The latest anti-evasion results from Tax Inspectors Without Borders, a joint program run by the Organisation for Economic Co-operation and Development and the United Nations, collected about $US3.9 billion ($5.2 billion) around the world, including nearly $US1 billion ($1.35 billion) in revenue in Africa.

Chasing funds linked to tax evasion and avoidance, the program deploys qualified tax experts to developing countries in Africa, Asia, Eastern Europe, Latin America and the Caribbean. Funds are raised through co-ordinated audit activities, criminal tax investigations and sophisticated data transfer systems.

Criminal tax investigations included those targeting high net worth individuals with offshore accounts and major corporations evading tax liabilities. Experts are tasked with following the money across international borders, including through complex webs of legal structures and opaque ownership patterns.

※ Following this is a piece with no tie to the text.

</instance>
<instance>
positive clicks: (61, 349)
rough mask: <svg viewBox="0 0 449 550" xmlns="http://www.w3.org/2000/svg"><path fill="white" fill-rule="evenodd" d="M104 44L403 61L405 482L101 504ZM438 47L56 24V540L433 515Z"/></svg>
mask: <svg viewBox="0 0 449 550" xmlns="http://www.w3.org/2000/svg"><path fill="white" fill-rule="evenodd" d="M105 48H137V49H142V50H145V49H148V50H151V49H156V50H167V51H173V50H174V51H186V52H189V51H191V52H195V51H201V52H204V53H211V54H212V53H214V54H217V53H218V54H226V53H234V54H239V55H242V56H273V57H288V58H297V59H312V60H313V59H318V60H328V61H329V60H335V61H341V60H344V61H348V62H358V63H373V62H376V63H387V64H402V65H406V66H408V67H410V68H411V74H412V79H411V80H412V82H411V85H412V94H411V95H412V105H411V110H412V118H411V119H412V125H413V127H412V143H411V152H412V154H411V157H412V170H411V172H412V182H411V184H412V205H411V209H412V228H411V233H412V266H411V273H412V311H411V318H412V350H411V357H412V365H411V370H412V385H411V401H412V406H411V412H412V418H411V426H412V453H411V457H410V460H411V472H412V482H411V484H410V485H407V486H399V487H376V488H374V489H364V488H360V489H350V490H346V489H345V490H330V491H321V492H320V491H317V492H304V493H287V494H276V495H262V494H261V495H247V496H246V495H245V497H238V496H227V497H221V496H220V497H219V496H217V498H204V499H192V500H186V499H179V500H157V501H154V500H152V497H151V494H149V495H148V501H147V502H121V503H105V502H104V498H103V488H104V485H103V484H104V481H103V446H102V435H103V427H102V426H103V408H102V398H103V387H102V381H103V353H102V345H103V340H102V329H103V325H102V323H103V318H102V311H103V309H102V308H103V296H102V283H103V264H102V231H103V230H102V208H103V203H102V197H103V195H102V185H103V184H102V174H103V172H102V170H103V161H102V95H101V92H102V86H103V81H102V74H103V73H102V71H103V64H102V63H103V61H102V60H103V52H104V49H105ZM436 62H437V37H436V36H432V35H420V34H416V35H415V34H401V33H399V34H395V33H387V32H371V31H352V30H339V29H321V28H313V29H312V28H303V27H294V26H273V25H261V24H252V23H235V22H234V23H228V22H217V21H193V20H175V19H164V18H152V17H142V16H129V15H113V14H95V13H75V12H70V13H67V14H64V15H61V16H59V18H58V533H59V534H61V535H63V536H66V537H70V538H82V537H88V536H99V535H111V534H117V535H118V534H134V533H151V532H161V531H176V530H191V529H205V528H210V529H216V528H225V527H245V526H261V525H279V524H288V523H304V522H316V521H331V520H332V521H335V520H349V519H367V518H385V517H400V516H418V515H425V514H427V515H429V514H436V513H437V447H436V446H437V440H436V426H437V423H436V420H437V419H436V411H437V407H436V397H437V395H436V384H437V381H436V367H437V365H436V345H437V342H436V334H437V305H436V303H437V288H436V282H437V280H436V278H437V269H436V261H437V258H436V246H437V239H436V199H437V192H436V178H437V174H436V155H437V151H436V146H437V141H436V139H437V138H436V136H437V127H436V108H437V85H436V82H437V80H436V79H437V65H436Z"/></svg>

“Tax administrations are playing a crucial role in delivering pandemic responses and maintaining revenue collections,” the report said.

“For developing countries that have limited fiscal space to begin with, including many that are already heavily indebted, this has been extremely challenging.”

Former federal finance minister Mathias Cormann chairs the organisation’s governing board, as secretary-general of the OECD.

Labor promised to contribute $5 million in annual funding for Asia-Pacific efforts by the Tax Inspectors Without Borders program at the last federal election.

Primarily funded by European countries, the Paris-based program is expanding into the Asia-Pacific region, with Papua New Guinea and Vietnam acting as host administrations for specialist audit assistance services.

Recently retired and current tax audit experts work overseas, alongside public servants given secondments from donor jurisdiction governments.

This month Treasurer Josh Frydenberg welcomed progress on long-running OECD negotiations designed to crack down on international tax havens eating away at government revenues, stopping a race to the bottom on corporate tax rates.

A potentially historic rewrite of international tax rules, the plan agreed to by more than 130 countries includes the introduction of a 15 per cent minimum rate for corporations.

The minimum tax rate would apply to companies with revenue of more than €750 million euros ($1.18 billion) and is expected to raise global tax revenues by $US150 billion ($205 billion) a year.

Australia could stand to gain as much as $3 billion in extra tax revenue per year, and the report said the need for assistance for developing countries could change through the reforms.

Here, the ATO’s tax avoidance taskforce raised $3.03 billion in tax liabilities and almost $1.3 billion in cash collections last financial year.

Another $121 million in liabilities and $145 million in cash was raised by the serious financial crime taskforce. The black economy program collected $736.2 million in liabilities and an estimated $534.7 million in cash.

The latest tax gap analysis from the Australian Taxation Office showed nearly $34 billion in tax liabilities went unpaid domestically in the 2018-19 year, representing a 7.3 per cent gap before the pandemic.

About $2.6 billion of the total was attributed to large corporates, with about $12.5 billion coming from small business and $8.4 billion from individuals.

Tax gap analysis for the period covering the height of the COVID-19 disruption will be included in future releases. ATO compliance activity, including audits, boosted tax revenue by $11.5 billion last financial year.